Scully estava tendo excelentes resultados em suas pesquisas no hospital e Mulder andava ocupado sendo constantemente chamado para consultorias para casos que atingiam um ponto sem saída. Nem sempre tinha a ver com algum fenômeno paranormal, uma vez ou outra, ele pedia sua assistência e era até divertido trabalharem juntos novamente com uma intensidade menor do que antes... mas o melhor era que ele estava vivo novamente... seus olhos brilhavam e ele falava daquela forma excitada que ela tanto amava.

Claro que ainda havia aquela grande sombra na vida deles: a falta de William. Aquela era uma dor constante em sua vida, com a qual ela havia aprendido a conviver. Ela sabia que Mulder sentia também, apesar de não deixar transparecer muito para não deixá-la mais triste. O que era inútil. Scully lembrava de seu filho o tempo inteiro... ela o via em cada pequeno detalhe dos pequenos que ela tratava.

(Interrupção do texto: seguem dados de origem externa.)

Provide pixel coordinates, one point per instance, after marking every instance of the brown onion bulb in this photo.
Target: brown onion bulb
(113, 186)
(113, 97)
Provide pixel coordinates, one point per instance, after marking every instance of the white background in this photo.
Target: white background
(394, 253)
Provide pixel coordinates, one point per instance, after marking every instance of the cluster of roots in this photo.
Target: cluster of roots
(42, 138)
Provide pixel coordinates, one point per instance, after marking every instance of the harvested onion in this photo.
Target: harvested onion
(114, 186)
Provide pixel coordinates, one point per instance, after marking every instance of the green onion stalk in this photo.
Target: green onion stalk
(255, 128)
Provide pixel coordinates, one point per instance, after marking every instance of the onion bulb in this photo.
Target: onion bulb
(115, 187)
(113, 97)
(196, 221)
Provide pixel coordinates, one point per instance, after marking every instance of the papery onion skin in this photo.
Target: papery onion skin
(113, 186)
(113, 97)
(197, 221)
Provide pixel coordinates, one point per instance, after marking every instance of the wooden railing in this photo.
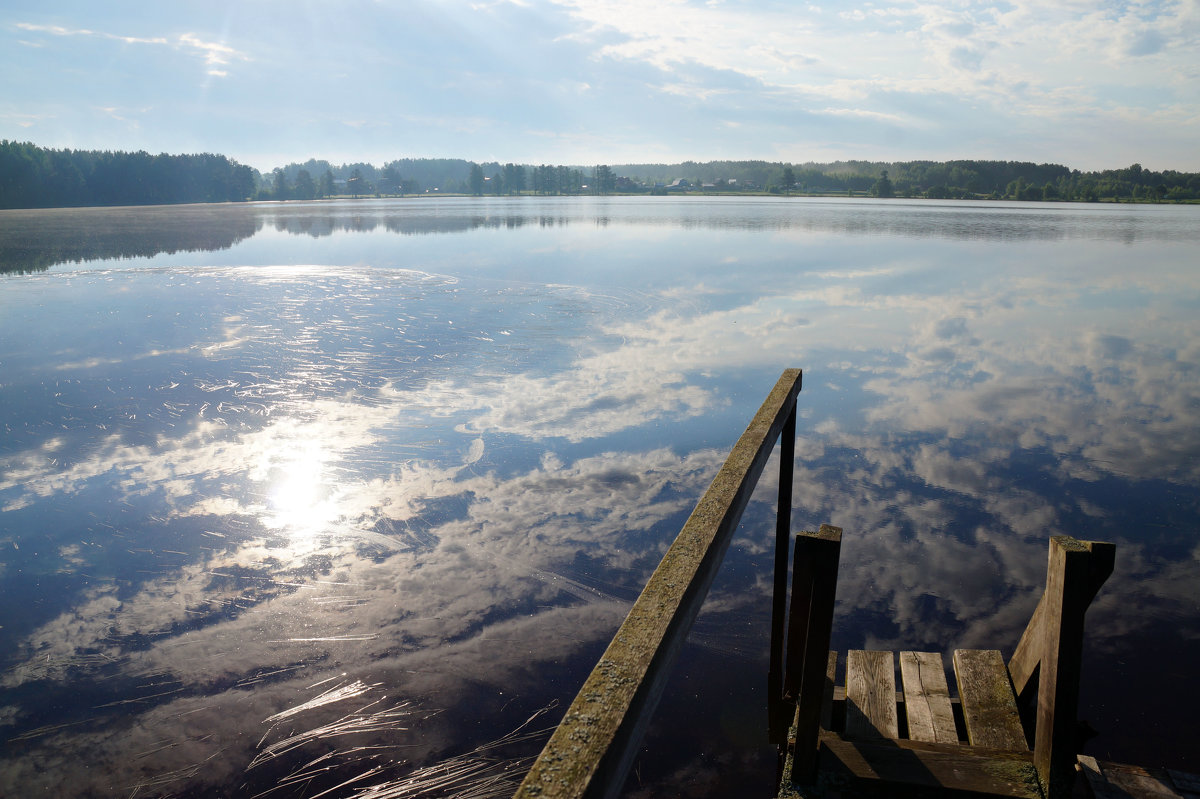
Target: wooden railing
(592, 750)
(1053, 648)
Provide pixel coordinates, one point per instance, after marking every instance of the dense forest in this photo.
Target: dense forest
(33, 176)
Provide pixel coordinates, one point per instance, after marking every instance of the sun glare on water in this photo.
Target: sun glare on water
(300, 498)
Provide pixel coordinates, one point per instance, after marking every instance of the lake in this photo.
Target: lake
(351, 496)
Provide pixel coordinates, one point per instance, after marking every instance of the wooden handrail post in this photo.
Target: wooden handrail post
(777, 709)
(1023, 667)
(1074, 574)
(814, 590)
(592, 750)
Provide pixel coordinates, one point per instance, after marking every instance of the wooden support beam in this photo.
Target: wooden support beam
(593, 748)
(805, 668)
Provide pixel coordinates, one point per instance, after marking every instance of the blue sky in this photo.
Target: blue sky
(1085, 83)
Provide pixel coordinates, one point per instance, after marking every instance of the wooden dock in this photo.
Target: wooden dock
(1011, 728)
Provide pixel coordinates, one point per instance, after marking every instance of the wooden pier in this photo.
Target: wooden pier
(1011, 731)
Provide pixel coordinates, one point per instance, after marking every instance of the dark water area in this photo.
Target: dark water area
(351, 496)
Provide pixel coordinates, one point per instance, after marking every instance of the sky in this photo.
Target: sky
(1085, 83)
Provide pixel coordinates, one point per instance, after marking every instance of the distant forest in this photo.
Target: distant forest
(33, 176)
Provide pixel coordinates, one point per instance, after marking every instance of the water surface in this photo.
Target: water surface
(303, 496)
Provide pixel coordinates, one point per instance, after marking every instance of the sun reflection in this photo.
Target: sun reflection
(300, 498)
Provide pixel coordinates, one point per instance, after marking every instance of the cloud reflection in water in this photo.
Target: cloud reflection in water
(451, 487)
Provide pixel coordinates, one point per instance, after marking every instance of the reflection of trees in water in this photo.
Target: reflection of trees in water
(33, 241)
(36, 240)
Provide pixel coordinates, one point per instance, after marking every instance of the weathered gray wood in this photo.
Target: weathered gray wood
(1185, 781)
(1069, 590)
(778, 709)
(870, 695)
(1024, 664)
(810, 626)
(989, 707)
(927, 697)
(827, 697)
(906, 766)
(592, 750)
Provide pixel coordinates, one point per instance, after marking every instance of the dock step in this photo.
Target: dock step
(865, 751)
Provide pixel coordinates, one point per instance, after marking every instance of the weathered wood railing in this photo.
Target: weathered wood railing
(592, 750)
(1045, 667)
(1053, 648)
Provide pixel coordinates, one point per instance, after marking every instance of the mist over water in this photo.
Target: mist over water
(351, 496)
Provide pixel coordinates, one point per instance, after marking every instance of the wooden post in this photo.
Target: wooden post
(1023, 667)
(810, 626)
(778, 718)
(1069, 590)
(592, 750)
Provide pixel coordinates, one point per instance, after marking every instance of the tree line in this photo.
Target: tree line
(33, 176)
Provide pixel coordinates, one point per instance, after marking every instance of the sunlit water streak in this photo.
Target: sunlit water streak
(435, 449)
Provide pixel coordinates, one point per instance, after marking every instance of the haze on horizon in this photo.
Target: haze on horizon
(1091, 85)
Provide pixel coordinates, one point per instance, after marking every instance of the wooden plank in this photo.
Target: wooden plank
(916, 768)
(927, 697)
(1120, 781)
(1069, 590)
(814, 586)
(870, 695)
(778, 709)
(593, 748)
(989, 707)
(1185, 782)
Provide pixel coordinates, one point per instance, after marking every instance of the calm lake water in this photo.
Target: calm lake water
(353, 494)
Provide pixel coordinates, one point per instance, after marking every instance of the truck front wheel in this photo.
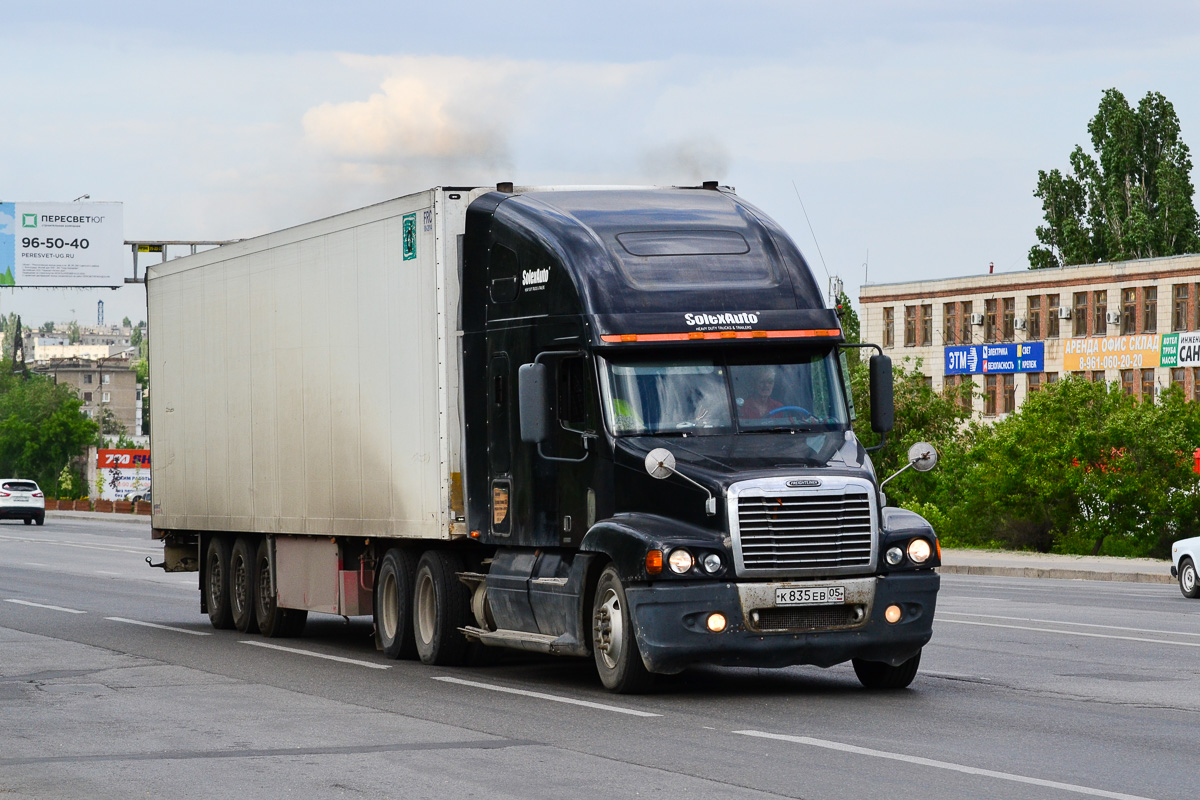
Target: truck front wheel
(877, 674)
(394, 605)
(216, 583)
(613, 644)
(441, 606)
(241, 585)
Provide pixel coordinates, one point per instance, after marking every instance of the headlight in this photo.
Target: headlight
(919, 551)
(681, 561)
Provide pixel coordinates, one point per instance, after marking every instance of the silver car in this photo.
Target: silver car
(22, 499)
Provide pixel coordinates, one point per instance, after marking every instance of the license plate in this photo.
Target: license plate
(810, 596)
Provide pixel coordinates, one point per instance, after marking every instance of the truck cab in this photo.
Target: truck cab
(659, 456)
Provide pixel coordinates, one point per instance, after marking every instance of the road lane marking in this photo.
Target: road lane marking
(162, 627)
(543, 696)
(942, 765)
(1091, 636)
(1057, 621)
(316, 655)
(53, 608)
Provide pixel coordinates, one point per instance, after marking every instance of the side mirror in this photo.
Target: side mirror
(534, 409)
(882, 403)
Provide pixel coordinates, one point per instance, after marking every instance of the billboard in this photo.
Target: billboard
(61, 245)
(1110, 353)
(1011, 356)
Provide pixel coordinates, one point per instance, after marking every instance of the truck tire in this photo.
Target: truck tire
(394, 605)
(1189, 583)
(216, 583)
(273, 621)
(441, 606)
(613, 643)
(877, 674)
(243, 585)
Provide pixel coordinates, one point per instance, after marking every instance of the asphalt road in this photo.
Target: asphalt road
(113, 685)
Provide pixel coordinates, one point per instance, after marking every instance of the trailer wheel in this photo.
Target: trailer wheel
(876, 674)
(613, 644)
(441, 606)
(243, 584)
(1189, 584)
(273, 620)
(216, 583)
(393, 605)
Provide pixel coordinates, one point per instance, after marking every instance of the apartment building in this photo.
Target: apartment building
(1135, 323)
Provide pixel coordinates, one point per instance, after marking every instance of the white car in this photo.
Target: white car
(21, 499)
(1185, 557)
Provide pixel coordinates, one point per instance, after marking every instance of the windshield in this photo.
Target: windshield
(724, 396)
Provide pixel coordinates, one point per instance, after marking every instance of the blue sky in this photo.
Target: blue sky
(912, 131)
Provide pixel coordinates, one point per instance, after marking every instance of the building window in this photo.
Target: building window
(951, 323)
(1033, 319)
(1128, 311)
(1080, 316)
(1099, 312)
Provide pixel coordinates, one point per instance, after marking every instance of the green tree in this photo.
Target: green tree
(1131, 198)
(41, 426)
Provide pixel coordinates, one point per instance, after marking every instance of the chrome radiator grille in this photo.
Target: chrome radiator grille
(804, 533)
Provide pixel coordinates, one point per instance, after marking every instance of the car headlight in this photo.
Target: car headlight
(681, 561)
(919, 551)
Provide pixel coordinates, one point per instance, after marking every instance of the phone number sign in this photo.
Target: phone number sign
(61, 245)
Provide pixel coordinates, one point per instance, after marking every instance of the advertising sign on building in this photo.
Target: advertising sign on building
(978, 359)
(125, 473)
(1181, 350)
(61, 245)
(1110, 353)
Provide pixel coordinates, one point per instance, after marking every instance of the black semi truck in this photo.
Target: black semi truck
(605, 422)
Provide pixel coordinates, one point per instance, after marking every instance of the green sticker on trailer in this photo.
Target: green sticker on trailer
(409, 230)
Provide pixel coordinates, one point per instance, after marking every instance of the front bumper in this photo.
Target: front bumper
(670, 623)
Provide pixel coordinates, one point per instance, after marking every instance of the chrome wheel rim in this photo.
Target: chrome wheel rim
(609, 629)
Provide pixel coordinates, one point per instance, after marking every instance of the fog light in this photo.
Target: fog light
(919, 551)
(681, 561)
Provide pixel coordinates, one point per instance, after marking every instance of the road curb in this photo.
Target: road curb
(1055, 572)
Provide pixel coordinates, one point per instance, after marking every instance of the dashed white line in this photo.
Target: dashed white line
(161, 627)
(53, 608)
(942, 765)
(316, 655)
(1091, 636)
(543, 696)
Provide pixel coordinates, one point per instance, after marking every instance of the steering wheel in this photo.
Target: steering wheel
(784, 409)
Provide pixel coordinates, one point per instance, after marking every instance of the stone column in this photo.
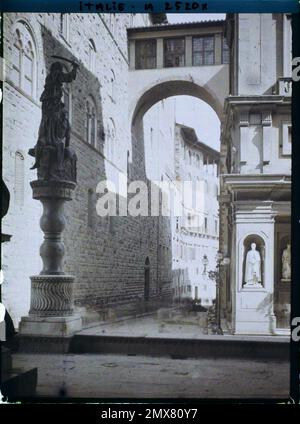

Ela balançou a cabeça para afastar aqueles pensamentos depressivos. Abriu sua gaveta e sorriu ao pegar o pequeno pacote com o presente de Mulder. Pensar em voltar para casa para os braços dele e ainda por cima com algo especial em vista era mais do que o suficiente para animá-la. Apesar de todos os percalços, não havia absolutamente nada que a fizesse se arrepender de estar com Mulder. Ela o amava e sabia que ele a amava também. Eles eram o porto seguro um do outro agora, como foram no passado, desde que se conheceram... e cada dia que passava provava que eles permaneceriam assim por muito e muito tempo… 

By Josi.


***

Era dia dos namorados, novamente! Este dia acabou tornando-se um de seus favoritos do ano, ele sempre se esforçava para criar um clima especial, comprar um presente surpreendente para ela… o deste ano ia deixá-la de boca aberta, e com olhos brilhantes, assim ele esperava!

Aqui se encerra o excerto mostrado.